Dr. Gernot Lenz (CEO since 1 November 2019) held no shares of the Company as at 1 November 2019. Christian Werner (CFO since 1 November 2019) has bought shares of the Company before his assignment as a member of the Management Board and directly held 5.595 shares of the Company as at 1 November 2019, corresponding to 0,01 % of the Company’s shares.
SHAREHOLDINGS OF THE MEMBERS OF THE SUPERVISORY BOARD
One member of the Supervisory Board, Barbara Pfeiffer (Deputy Chairwoman) directly held 1 share of the Company as at 31 December 2018, corresponding to 0.00% of the Company’s shares. Ms. Pfeiffer still holds the share after the voluntary public takeover offer by Fosun International Limited.
MANAGERS’ TRANSACTIONS (formerly DIRECTORS’ DEALINGS)
In accordance with section 19 of the Market Abuse Regulation (MAR), the members of the Management Board and the Supervisory Board of TOM TAILOR Holding SE as well as certain employees with managerial responsibilities and any persons closely associated with these employees must disclose the acquisition and sale of TOM TAILOR shares and any related financial instruments. This duty of disclosure exists if the value of the transactions by a person belonging to the above-mentioned group of persons amounts to or exceeds EUR 20,000 until the end of a calendar year. Further details as well as the individual transactions disclosed can be found at http://ir.tom-tailor-group.com.

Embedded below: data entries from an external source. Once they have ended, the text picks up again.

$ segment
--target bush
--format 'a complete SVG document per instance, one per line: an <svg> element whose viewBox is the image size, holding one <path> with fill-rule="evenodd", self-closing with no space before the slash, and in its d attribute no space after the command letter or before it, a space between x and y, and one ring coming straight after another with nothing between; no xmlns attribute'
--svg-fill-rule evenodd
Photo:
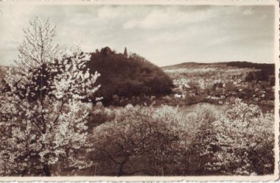
<svg viewBox="0 0 280 183"><path fill-rule="evenodd" d="M96 175L183 174L192 129L178 108L127 105L115 113L93 131Z"/></svg>

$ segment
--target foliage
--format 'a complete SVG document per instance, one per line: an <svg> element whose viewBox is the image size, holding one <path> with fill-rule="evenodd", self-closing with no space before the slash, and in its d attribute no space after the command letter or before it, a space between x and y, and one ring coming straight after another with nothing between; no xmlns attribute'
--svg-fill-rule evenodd
<svg viewBox="0 0 280 183"><path fill-rule="evenodd" d="M237 100L214 123L215 163L208 169L226 175L265 175L274 170L274 116Z"/></svg>
<svg viewBox="0 0 280 183"><path fill-rule="evenodd" d="M116 114L93 130L97 175L183 174L183 154L195 126L178 108L127 105Z"/></svg>
<svg viewBox="0 0 280 183"><path fill-rule="evenodd" d="M83 71L90 56L79 47L59 52L55 27L38 17L24 31L15 67L0 97L1 175L44 175L63 160L68 168L90 165L77 154L87 147L90 107L80 101L98 88L99 74ZM59 169L59 167L57 168ZM56 172L61 170L56 170Z"/></svg>
<svg viewBox="0 0 280 183"><path fill-rule="evenodd" d="M127 57L106 47L90 55L90 72L94 69L102 76L97 81L101 87L96 96L103 97L102 102L106 106L120 104L120 100L134 96L160 96L172 92L172 80L160 68L135 53ZM114 95L120 101L114 101Z"/></svg>

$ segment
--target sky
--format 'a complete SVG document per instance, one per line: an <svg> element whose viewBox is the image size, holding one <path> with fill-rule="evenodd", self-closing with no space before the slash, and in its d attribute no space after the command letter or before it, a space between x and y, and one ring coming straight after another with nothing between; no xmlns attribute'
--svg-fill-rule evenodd
<svg viewBox="0 0 280 183"><path fill-rule="evenodd" d="M186 62L274 62L272 6L8 5L0 2L0 65L13 64L36 15L56 26L54 43L109 46L158 66Z"/></svg>

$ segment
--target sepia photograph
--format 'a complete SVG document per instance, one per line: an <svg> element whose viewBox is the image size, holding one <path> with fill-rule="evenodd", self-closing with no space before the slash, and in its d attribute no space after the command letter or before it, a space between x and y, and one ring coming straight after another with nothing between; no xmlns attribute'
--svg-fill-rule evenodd
<svg viewBox="0 0 280 183"><path fill-rule="evenodd" d="M279 8L0 1L0 180L276 179Z"/></svg>

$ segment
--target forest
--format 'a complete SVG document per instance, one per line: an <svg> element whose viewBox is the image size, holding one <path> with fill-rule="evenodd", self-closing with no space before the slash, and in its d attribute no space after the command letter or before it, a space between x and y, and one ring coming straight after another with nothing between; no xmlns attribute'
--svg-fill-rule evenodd
<svg viewBox="0 0 280 183"><path fill-rule="evenodd" d="M274 65L159 67L55 29L37 17L1 68L1 176L274 173Z"/></svg>

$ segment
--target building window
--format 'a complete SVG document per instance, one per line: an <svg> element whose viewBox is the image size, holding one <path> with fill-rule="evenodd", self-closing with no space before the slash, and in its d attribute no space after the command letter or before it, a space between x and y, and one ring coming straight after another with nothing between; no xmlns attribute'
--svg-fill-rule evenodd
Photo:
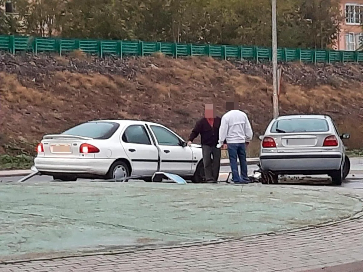
<svg viewBox="0 0 363 272"><path fill-rule="evenodd" d="M345 35L345 50L354 51L363 45L363 33L347 33Z"/></svg>
<svg viewBox="0 0 363 272"><path fill-rule="evenodd" d="M363 50L363 33L355 35L355 42L356 44L356 50Z"/></svg>
<svg viewBox="0 0 363 272"><path fill-rule="evenodd" d="M345 22L355 25L363 24L363 5L346 4Z"/></svg>

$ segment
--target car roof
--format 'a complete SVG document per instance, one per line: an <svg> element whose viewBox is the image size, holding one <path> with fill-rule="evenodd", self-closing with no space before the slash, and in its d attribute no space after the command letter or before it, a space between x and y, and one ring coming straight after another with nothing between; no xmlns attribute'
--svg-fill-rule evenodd
<svg viewBox="0 0 363 272"><path fill-rule="evenodd" d="M322 114L291 114L289 115L279 116L275 119L276 120L286 119L298 119L299 118L313 118L314 119L327 119L329 116Z"/></svg>
<svg viewBox="0 0 363 272"><path fill-rule="evenodd" d="M120 125L129 125L129 124L147 124L149 125L158 125L160 124L158 123L153 123L152 122L148 122L146 121L140 121L139 120L131 120L125 119L111 119L107 120L93 120L89 121L90 122L113 122L115 123L119 124Z"/></svg>

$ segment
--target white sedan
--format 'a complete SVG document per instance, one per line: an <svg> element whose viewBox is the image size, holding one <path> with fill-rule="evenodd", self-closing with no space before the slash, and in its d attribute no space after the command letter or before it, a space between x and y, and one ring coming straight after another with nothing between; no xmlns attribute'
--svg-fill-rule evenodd
<svg viewBox="0 0 363 272"><path fill-rule="evenodd" d="M35 168L41 174L64 181L142 176L151 181L161 171L202 182L199 145L187 146L159 124L131 120L87 122L60 134L46 135L37 147Z"/></svg>

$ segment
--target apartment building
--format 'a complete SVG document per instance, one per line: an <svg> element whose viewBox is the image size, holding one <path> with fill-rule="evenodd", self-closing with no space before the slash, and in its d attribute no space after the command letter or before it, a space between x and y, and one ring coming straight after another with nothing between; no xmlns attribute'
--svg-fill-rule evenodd
<svg viewBox="0 0 363 272"><path fill-rule="evenodd" d="M341 0L340 5L344 20L338 33L338 40L333 48L355 51L362 45L363 0Z"/></svg>

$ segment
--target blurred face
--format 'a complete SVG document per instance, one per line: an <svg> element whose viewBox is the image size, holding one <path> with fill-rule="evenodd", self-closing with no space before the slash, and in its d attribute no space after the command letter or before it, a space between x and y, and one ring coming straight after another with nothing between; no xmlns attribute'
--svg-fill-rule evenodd
<svg viewBox="0 0 363 272"><path fill-rule="evenodd" d="M233 111L238 109L238 100L236 99L228 100L226 101L226 111Z"/></svg>
<svg viewBox="0 0 363 272"><path fill-rule="evenodd" d="M204 106L204 116L206 118L214 118L215 111L212 104L206 104Z"/></svg>

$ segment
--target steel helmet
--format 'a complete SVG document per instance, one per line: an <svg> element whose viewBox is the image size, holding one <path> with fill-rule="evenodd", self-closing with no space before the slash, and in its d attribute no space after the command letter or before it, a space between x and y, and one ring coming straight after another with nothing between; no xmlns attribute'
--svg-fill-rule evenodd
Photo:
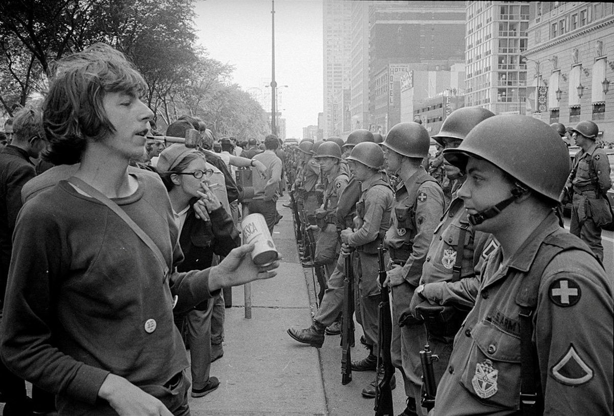
<svg viewBox="0 0 614 416"><path fill-rule="evenodd" d="M318 140L315 143L313 144L313 147L311 147L311 154L314 155L317 152L317 148L320 147L320 145L324 143L324 140Z"/></svg>
<svg viewBox="0 0 614 416"><path fill-rule="evenodd" d="M599 128L597 127L597 125L588 120L581 121L576 124L575 127L570 130L593 140L597 138L597 135L599 133Z"/></svg>
<svg viewBox="0 0 614 416"><path fill-rule="evenodd" d="M373 142L363 141L354 147L348 160L360 162L373 169L380 169L384 165L384 151Z"/></svg>
<svg viewBox="0 0 614 416"><path fill-rule="evenodd" d="M565 125L562 123L553 123L550 125L550 127L554 129L554 131L559 133L559 135L561 137L565 136L565 132L566 129L565 128Z"/></svg>
<svg viewBox="0 0 614 416"><path fill-rule="evenodd" d="M311 149L313 147L313 143L311 141L303 140L298 145L298 150L305 154L311 154Z"/></svg>
<svg viewBox="0 0 614 416"><path fill-rule="evenodd" d="M430 138L426 129L414 122L395 124L382 143L388 149L408 157L429 155Z"/></svg>
<svg viewBox="0 0 614 416"><path fill-rule="evenodd" d="M443 138L464 140L471 129L494 114L481 107L462 107L453 111L443 120L439 133L432 139L445 147Z"/></svg>
<svg viewBox="0 0 614 416"><path fill-rule="evenodd" d="M337 146L339 146L340 149L343 147L343 144L345 143L345 142L343 141L343 139L342 139L340 137L337 137L336 136L333 136L332 137L329 137L324 141L332 141L333 143L336 143Z"/></svg>
<svg viewBox="0 0 614 416"><path fill-rule="evenodd" d="M469 156L489 162L556 202L569 176L569 152L548 125L527 116L495 116L476 125L443 156L465 170Z"/></svg>
<svg viewBox="0 0 614 416"><path fill-rule="evenodd" d="M357 130L354 130L349 133L349 136L348 136L348 139L346 140L346 143L343 147L356 146L363 141L375 142L375 139L373 138L373 133L364 128L359 128Z"/></svg>
<svg viewBox="0 0 614 416"><path fill-rule="evenodd" d="M317 147L314 157L334 157L341 159L341 148L334 141L322 142Z"/></svg>

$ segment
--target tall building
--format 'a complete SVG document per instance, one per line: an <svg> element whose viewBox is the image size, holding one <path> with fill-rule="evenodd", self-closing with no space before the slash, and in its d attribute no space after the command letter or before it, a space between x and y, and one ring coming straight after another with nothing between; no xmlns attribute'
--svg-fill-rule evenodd
<svg viewBox="0 0 614 416"><path fill-rule="evenodd" d="M338 136L335 131L343 117L340 103L343 90L350 86L352 1L324 0L324 136Z"/></svg>
<svg viewBox="0 0 614 416"><path fill-rule="evenodd" d="M368 16L369 121L385 133L400 121L400 79L411 64L463 61L465 3L374 1Z"/></svg>
<svg viewBox="0 0 614 416"><path fill-rule="evenodd" d="M527 77L538 94L534 117L573 127L591 120L614 143L614 5L531 3Z"/></svg>
<svg viewBox="0 0 614 416"><path fill-rule="evenodd" d="M352 69L350 133L369 124L369 5L352 3Z"/></svg>
<svg viewBox="0 0 614 416"><path fill-rule="evenodd" d="M529 3L467 2L467 106L524 114Z"/></svg>

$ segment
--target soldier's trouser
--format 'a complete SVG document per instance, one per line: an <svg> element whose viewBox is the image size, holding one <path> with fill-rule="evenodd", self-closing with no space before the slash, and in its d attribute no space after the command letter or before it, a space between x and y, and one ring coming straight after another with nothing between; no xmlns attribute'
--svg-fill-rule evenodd
<svg viewBox="0 0 614 416"><path fill-rule="evenodd" d="M587 214L584 202L585 198L578 194L573 194L569 232L588 244L595 256L603 261L604 246L601 244L601 229Z"/></svg>
<svg viewBox="0 0 614 416"><path fill-rule="evenodd" d="M426 333L421 324L398 326L401 313L409 308L415 288L405 282L392 288L392 341L391 355L392 365L401 370L405 394L416 401L419 412L424 409L420 405L422 387L422 364L420 350L426 343ZM426 413L423 413L426 414Z"/></svg>
<svg viewBox="0 0 614 416"><path fill-rule="evenodd" d="M356 320L362 326L367 343L378 348L378 307L379 289L378 288L378 255L360 252L354 260L356 281ZM358 311L360 311L359 314ZM359 320L360 317L360 320Z"/></svg>
<svg viewBox="0 0 614 416"><path fill-rule="evenodd" d="M211 299L212 300L212 299ZM185 315L188 343L190 344L190 368L192 387L204 388L209 381L211 368L211 315L214 302L208 302L206 310L190 310Z"/></svg>
<svg viewBox="0 0 614 416"><path fill-rule="evenodd" d="M343 280L345 279L345 257L337 259L335 270L328 275L328 287L322 298L320 307L313 318L322 325L328 326L335 322L343 307ZM351 317L350 317L351 319Z"/></svg>
<svg viewBox="0 0 614 416"><path fill-rule="evenodd" d="M429 336L429 345L433 354L436 354L439 359L433 362L433 372L435 373L435 385L439 384L439 380L443 377L443 373L448 371L448 363L450 361L452 355L452 347L454 346L454 337L433 337ZM420 348L421 350L424 348Z"/></svg>
<svg viewBox="0 0 614 416"><path fill-rule="evenodd" d="M339 255L339 235L334 224L327 224L321 230L316 243L316 256L314 263L316 265L332 265L328 267L328 275L332 273L337 256Z"/></svg>

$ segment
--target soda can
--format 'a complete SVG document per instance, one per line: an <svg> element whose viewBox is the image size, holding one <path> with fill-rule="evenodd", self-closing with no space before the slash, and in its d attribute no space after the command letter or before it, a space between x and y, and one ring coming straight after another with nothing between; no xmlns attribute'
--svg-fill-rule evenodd
<svg viewBox="0 0 614 416"><path fill-rule="evenodd" d="M243 244L249 244L252 241L255 243L252 251L254 264L265 266L278 259L279 254L262 214L250 214L244 217L241 225Z"/></svg>

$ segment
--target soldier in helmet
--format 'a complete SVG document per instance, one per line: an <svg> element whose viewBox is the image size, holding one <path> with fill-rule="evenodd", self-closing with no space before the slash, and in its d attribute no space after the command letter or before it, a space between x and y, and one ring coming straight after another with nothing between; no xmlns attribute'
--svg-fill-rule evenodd
<svg viewBox="0 0 614 416"><path fill-rule="evenodd" d="M432 138L444 149L455 149L472 128L493 116L480 107L459 108L446 119L439 133ZM445 168L460 187L467 176L449 162L446 162ZM473 306L473 302L467 298L475 299L477 293L482 262L497 246L490 234L473 229L462 200L456 195L453 198L435 230L422 265L420 285L410 307L412 314L421 320L427 315L424 324L429 345L439 357L433 363L436 382L448 369L454 336ZM430 307L432 304L436 307ZM418 314L417 305L419 306ZM444 307L443 312L440 305Z"/></svg>
<svg viewBox="0 0 614 416"><path fill-rule="evenodd" d="M592 121L581 121L572 129L572 136L581 149L573 157L565 187L567 194L573 194L570 232L603 261L600 227L612 221L606 195L612 184L607 155L595 143L599 131Z"/></svg>
<svg viewBox="0 0 614 416"><path fill-rule="evenodd" d="M386 234L390 252L386 284L392 296L392 364L403 374L407 396L403 416L419 409L422 370L418 352L426 336L422 324L403 313L408 310L418 286L433 232L443 213L443 192L422 165L430 138L418 123L395 125L383 143L386 168L399 182L394 194L392 225ZM411 318L411 315L410 315Z"/></svg>
<svg viewBox="0 0 614 416"><path fill-rule="evenodd" d="M482 267L434 414L612 414L611 277L552 211L566 146L543 122L502 115L444 156L467 173L458 195L474 229L500 246Z"/></svg>
<svg viewBox="0 0 614 416"><path fill-rule="evenodd" d="M359 143L348 157L354 179L360 183L360 197L356 203L354 227L348 227L341 233L341 242L356 248L354 276L356 278L357 321L362 326L370 353L360 360L352 361L356 371L377 370L373 382L365 388L365 397L375 397L375 385L383 376L383 368L376 369L378 351L378 246L382 243L390 227L394 196L384 165L384 152L374 143Z"/></svg>
<svg viewBox="0 0 614 416"><path fill-rule="evenodd" d="M562 123L553 123L550 125L550 127L559 133L561 140L564 141L568 147L572 145L571 135L567 132L567 129L565 128L564 124Z"/></svg>
<svg viewBox="0 0 614 416"><path fill-rule="evenodd" d="M316 210L316 218L320 234L316 246L314 264L324 265L327 275L331 276L339 255L337 221L335 213L339 197L347 186L349 178L345 172L341 171L341 149L335 142L327 141L321 144L314 157L320 164L324 189L322 206Z"/></svg>
<svg viewBox="0 0 614 416"><path fill-rule="evenodd" d="M373 135L368 130L361 129L352 131L348 137L348 141L345 144L353 149L354 146L363 141L373 141ZM346 147L345 144L344 147ZM349 153L348 155L349 155ZM341 192L337 195L340 196L337 198L336 209L334 213L336 219L337 229L340 230L351 227L352 224L354 206L360 196L360 182L353 177L351 178ZM345 262L343 257L338 256L335 270L327 281L326 291L320 303L320 307L313 317L311 326L304 329L294 327L289 328L287 332L290 337L299 342L321 348L324 343L325 334L338 334L335 328L336 326L333 324L337 320L343 305L344 278ZM360 313L358 313L357 319L359 317ZM352 319L352 317L349 319ZM367 341L365 340L365 342L367 343ZM370 345L372 347L373 344Z"/></svg>

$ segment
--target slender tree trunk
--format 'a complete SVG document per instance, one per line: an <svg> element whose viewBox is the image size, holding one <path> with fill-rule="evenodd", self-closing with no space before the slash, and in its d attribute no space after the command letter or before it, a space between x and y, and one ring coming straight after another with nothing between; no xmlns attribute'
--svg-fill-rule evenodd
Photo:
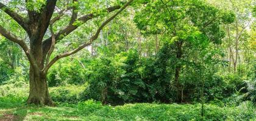
<svg viewBox="0 0 256 121"><path fill-rule="evenodd" d="M141 56L141 34L140 32L138 33L138 52L139 57L140 57Z"/></svg>
<svg viewBox="0 0 256 121"><path fill-rule="evenodd" d="M176 42L176 58L178 61L180 60L182 56L182 41L178 41ZM177 64L177 66L175 69L175 84L177 87L177 101L180 101L182 102L182 99L181 98L181 91L180 90L181 89L180 85L179 83L179 77L180 77L180 71L181 70L182 66Z"/></svg>
<svg viewBox="0 0 256 121"><path fill-rule="evenodd" d="M157 52L158 51L158 38L157 36L157 34L155 34L155 54L157 54Z"/></svg>

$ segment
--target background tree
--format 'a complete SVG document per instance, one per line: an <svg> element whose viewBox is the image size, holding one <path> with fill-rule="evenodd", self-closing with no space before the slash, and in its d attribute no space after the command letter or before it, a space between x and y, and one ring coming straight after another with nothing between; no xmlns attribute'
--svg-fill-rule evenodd
<svg viewBox="0 0 256 121"><path fill-rule="evenodd" d="M19 34L13 33L6 29L1 22L0 25L0 33L9 40L20 45L30 64L29 71L29 83L30 91L27 99L28 103L42 104L51 105L53 102L49 95L48 84L46 82L46 74L49 68L59 59L73 54L91 44L93 41L96 39L101 32L101 30L109 22L113 19L119 13L124 10L133 1L130 0L123 6L115 5L102 10L83 10L83 7L79 8L79 5L87 3L86 1L73 0L70 4L69 1L59 1L57 0L48 0L46 1L26 1L12 2L3 1L7 4L7 6L4 4L3 2L0 2L0 8L2 11L10 16L21 26L24 31L27 34L29 41L29 47L26 41L19 37ZM94 3L94 2L91 2ZM25 4L26 7L21 7L21 4ZM16 6L15 8L12 6ZM55 8L55 6L57 7ZM93 5L91 5L91 8ZM26 9L26 11L21 10ZM88 39L88 41L84 42L82 44L73 50L57 55L51 61L49 59L54 49L56 43L59 42L65 36L83 25L86 22L100 15L108 16L108 13L119 9L115 13L107 18L101 24L96 30L94 34ZM81 12L79 12L82 10ZM20 13L16 11L20 10ZM59 12L58 12L59 11ZM71 11L72 14L65 13ZM52 15L57 13L55 16ZM85 13L85 15L84 15ZM62 19L64 15L71 15L69 22L66 27L55 33L53 25L56 21ZM79 16L80 17L79 17ZM2 22L2 21L1 21ZM49 28L51 36L47 38L46 33Z"/></svg>

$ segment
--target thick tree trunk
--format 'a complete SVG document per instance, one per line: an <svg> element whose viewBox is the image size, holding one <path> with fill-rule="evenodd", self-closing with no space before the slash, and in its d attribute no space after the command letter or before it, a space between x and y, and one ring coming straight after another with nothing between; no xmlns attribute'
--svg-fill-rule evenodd
<svg viewBox="0 0 256 121"><path fill-rule="evenodd" d="M30 67L29 70L29 96L27 103L52 106L52 102L48 91L45 74L37 76Z"/></svg>

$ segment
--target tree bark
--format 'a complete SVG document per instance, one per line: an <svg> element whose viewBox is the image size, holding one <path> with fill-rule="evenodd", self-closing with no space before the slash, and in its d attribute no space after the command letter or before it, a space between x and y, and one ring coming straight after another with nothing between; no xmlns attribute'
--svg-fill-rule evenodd
<svg viewBox="0 0 256 121"><path fill-rule="evenodd" d="M176 58L179 61L180 60L182 56L182 41L180 41L176 42ZM176 85L177 88L177 101L180 101L180 102L183 102L183 97L182 97L182 92L180 91L181 90L180 84L179 83L179 78L180 78L180 71L182 68L182 66L180 64L176 64L177 66L175 69L175 80L174 83Z"/></svg>
<svg viewBox="0 0 256 121"><path fill-rule="evenodd" d="M29 96L27 102L28 104L54 105L49 94L46 76L43 74L37 76L31 67L29 70Z"/></svg>

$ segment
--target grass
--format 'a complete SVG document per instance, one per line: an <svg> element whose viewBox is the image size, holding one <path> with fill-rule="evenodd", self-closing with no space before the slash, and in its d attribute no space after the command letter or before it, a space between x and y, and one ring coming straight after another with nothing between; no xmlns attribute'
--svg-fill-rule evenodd
<svg viewBox="0 0 256 121"><path fill-rule="evenodd" d="M27 89L9 85L0 87L0 121L2 120L202 120L201 105L134 103L102 105L89 100L72 103L86 85L49 89L55 107L26 104ZM75 89L75 90L74 90ZM14 95L15 94L15 95ZM66 102L63 102L65 100ZM256 108L251 102L238 106L205 104L204 120L256 120Z"/></svg>
<svg viewBox="0 0 256 121"><path fill-rule="evenodd" d="M206 105L204 120L255 120L249 102L238 107ZM93 100L55 107L27 105L24 98L0 97L0 120L202 120L199 104L102 105Z"/></svg>

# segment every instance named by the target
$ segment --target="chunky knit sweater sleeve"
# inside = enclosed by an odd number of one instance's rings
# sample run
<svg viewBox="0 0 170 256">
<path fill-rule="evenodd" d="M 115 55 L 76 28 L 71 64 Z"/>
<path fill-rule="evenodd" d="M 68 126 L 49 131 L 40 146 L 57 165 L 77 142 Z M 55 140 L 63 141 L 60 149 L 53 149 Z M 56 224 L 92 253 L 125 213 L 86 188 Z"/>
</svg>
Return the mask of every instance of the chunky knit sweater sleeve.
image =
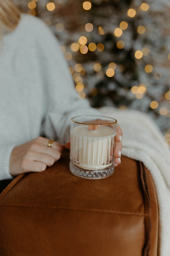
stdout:
<svg viewBox="0 0 170 256">
<path fill-rule="evenodd" d="M 72 117 L 99 114 L 77 95 L 67 62 L 51 30 L 22 14 L 0 50 L 0 179 L 11 178 L 13 149 L 40 136 L 68 141 Z"/>
</svg>

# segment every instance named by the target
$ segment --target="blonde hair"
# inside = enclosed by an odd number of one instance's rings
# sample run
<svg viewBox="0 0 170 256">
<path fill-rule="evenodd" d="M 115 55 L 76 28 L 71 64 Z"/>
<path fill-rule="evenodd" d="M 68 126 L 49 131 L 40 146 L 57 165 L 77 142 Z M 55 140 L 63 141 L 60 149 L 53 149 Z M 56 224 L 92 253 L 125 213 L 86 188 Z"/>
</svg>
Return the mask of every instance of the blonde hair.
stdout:
<svg viewBox="0 0 170 256">
<path fill-rule="evenodd" d="M 11 0 L 0 0 L 0 27 L 13 30 L 20 19 L 20 12 Z"/>
</svg>

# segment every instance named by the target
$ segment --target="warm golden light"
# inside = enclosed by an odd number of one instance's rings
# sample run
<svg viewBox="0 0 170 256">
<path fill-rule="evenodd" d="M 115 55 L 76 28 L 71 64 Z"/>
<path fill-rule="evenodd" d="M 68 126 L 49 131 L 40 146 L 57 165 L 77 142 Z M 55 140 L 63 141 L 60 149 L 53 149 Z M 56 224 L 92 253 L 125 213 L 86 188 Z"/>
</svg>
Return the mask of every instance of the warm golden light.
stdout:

TOM TAILOR Holding SE received voting right notifications in accordance with section 33 (1) of the WpHG from institutional investors in China, France, the United Kingdom, Switzerland, the Netherlands and the United States.
ACCOUNTING AND TRANSPARENCY
Information is regularly provided to the shareholders and the public, in particular via the annual report containing the consolidated financial statements, and the interim reports. Our Group financial reporting is prepared in accordance with International Financial Reporting Standards (IFRSs), as adopted by the EU, ensuring a high degree of transparency and international comparability.